Noah Richler can write. And I suspect that a few Canadians are glad he does: his recent studies of Canada and the country’s thoughts on war are becoming as much his own as they are “our” own. (In Canada, when, your father’s name is Mordecai, that’s quite a compliment.)

Richler’s recent musings on War and Canada paint a picture not of what Canadians think of their Forces, but how they think it. A key excerpt from his new book serves as Richler’s entry to the pesky question of how – once proud to don the blue helmet, and stand right on the line in the sand as Peacekeepers – Canada as an international force, and as a country, has moved on. Although magnificently descriptive, the cause and effect implied beneath Richler’s prose might be confused.

The claim is that “after 9/11” changed Canada’s course, leading us to extol our warriors, forget our generosity, and value the epic theatres of war over the messy realities of our character. Surely, the national imperatives represented in Afghanistan, related security threats of terrorism, and the prosecution of what our neighbors called the GWOT would take precedence over our Peacekeeping past; the message of government just had to meet the challenge.

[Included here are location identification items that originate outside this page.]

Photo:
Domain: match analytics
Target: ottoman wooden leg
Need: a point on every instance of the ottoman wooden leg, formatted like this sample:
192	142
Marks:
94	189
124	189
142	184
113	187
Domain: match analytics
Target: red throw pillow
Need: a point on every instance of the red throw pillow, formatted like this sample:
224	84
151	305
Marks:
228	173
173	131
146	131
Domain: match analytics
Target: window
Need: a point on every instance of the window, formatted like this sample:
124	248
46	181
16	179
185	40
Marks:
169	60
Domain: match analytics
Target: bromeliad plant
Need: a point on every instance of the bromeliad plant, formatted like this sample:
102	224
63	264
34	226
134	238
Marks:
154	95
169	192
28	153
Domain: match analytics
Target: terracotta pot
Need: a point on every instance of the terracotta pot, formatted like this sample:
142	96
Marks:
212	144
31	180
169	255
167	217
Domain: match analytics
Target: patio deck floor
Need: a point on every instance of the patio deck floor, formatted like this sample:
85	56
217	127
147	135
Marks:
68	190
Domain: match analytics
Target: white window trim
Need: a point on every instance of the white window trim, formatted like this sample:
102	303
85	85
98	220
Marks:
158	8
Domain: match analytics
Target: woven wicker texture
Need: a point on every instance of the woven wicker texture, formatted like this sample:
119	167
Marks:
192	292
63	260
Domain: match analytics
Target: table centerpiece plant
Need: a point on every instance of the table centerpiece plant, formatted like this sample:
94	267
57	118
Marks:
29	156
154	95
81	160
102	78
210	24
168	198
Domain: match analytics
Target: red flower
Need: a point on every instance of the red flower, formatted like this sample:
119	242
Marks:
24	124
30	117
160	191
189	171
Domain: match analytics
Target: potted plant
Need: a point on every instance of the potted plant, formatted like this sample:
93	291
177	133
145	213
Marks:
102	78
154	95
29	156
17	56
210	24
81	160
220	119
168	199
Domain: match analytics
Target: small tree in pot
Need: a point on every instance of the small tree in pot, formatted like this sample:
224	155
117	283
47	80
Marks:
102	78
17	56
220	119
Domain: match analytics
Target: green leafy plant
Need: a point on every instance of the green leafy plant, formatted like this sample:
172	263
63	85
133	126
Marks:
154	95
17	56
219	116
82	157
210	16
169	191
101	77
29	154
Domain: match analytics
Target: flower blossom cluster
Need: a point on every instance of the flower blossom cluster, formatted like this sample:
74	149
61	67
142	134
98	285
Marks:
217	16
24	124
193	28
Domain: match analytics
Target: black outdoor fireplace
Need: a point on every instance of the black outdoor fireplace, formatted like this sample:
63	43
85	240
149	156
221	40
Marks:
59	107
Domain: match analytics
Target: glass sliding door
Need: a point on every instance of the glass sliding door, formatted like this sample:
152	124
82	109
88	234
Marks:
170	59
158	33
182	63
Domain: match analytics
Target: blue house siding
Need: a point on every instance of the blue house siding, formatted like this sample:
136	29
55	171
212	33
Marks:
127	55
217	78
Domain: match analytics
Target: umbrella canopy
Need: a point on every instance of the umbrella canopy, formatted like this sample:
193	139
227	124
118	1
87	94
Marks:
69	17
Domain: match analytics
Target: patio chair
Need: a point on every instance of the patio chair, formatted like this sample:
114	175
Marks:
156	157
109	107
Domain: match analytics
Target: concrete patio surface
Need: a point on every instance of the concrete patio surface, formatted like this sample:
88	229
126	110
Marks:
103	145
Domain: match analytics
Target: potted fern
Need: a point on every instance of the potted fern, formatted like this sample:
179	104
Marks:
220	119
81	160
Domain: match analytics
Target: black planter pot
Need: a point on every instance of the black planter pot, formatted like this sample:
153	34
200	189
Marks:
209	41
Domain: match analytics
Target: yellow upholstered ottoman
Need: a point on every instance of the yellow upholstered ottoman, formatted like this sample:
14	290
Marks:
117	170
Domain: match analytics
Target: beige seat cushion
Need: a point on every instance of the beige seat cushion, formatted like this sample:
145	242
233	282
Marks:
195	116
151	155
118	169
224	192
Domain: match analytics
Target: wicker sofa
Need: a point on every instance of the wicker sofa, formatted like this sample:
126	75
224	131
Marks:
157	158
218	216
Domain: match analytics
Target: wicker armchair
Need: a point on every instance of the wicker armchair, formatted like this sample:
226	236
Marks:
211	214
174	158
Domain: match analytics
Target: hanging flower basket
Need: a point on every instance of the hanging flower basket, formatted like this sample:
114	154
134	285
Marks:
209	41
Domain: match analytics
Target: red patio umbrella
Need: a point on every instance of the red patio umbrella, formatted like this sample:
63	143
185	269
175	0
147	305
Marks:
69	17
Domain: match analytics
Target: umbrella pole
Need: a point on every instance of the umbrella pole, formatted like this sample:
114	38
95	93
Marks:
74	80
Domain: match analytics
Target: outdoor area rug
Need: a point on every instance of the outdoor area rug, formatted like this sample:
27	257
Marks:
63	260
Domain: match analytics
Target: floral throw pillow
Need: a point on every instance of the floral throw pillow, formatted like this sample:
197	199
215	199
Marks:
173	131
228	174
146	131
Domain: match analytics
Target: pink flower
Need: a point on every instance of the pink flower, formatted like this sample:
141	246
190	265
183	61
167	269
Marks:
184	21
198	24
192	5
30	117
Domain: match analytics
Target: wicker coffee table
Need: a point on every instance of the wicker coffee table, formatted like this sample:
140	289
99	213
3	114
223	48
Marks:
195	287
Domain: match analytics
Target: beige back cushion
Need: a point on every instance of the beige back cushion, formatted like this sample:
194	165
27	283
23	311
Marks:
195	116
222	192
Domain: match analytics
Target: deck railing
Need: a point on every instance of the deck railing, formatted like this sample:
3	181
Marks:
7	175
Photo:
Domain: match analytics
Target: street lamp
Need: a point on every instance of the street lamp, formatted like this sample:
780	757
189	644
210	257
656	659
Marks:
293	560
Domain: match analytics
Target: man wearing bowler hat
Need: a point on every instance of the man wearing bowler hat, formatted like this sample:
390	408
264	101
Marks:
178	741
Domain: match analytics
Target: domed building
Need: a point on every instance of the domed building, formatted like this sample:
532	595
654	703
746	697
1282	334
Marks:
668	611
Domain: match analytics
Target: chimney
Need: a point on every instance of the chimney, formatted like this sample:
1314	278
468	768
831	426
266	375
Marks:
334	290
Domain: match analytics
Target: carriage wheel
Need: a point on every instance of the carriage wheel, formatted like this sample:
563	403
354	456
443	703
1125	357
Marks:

But I’d disagree that it was 9/11 that turned this corner for Canada. Canadians who bother to read more than the scroll at the bottom of the TV screen were acutely aware by the new millennium that any national myth of Peacekeeper (complete with its aging red-bricked fortress where Foreign Affairs protects the peace prize won by Lester B. Pearson) was over. The lack of paying forward our peacekeeping myth was both appalling and inevitable as conflicts became more complex, and state sovereignty less apparent in the 21st Century. In this new world – after both the Cold War and post-Twin Towers – the route to revitalize the Canadian story, and the story of our Forces in the public’s eye was in need of a new script.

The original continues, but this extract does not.